From 1973 to 1985 he continued his studies in Rome. He obtained a licentiate in dogmatic theology at the Pontifical Gregorian University and another in sacred scripture at the Pontifical Biblical Institute. He also studied in Paris and Jerusalem. From 1985 to 2002 he taught dogmatic theology and sacred scripture at the Seminary of Saint Sulpitius in Fukuoka, serving as Vice-Rector (1990-1991) and Rector (1993-1998).

On 7 February 2002, Pope John Paul II appointed him auxiliary bishop of Nagasaki. He received his episcopal consecration on 29 April 2002.

He was named archbishop of Nagasaki on 17 October 2003 and served until Pope Francis accepted his resignation on 28 December 2021.

In 2015, following the first archdiocesan synod, he said the archdiocese was experiencing "a deep sense of crisis" with the "withering and enervation" of the Catholic community that had fallen from 75,000 to 62,000 in 30 years.

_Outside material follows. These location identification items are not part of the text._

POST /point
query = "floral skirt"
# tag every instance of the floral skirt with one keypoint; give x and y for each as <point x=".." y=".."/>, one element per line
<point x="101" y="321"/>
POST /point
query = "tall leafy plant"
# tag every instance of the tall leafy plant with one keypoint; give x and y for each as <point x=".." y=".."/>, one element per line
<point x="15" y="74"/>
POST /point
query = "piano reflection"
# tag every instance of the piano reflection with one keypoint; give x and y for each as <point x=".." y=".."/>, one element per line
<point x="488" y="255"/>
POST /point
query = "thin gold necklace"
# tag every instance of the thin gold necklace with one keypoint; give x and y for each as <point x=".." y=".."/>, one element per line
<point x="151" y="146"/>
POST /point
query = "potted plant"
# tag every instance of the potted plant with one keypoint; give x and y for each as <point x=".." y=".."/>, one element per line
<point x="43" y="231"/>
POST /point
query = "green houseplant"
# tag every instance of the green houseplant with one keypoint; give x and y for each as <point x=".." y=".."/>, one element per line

He has been president of the Catholic Bishops’ Conference of Japan since June 2016.

==Problem in Diocesan Fund==
A priest in the Catholic Archdiocese of Nagasaki was alleged to have misappropriated a total of 250 million yen in diocesan funds without permission. The archdiocese acknowledged the misappropriation and explained the circumstances in its bulletin "Catholic Kyoho" published on September 1, 2020. The Archbishop stated, "It is all my responsibility and I sincerely apologize."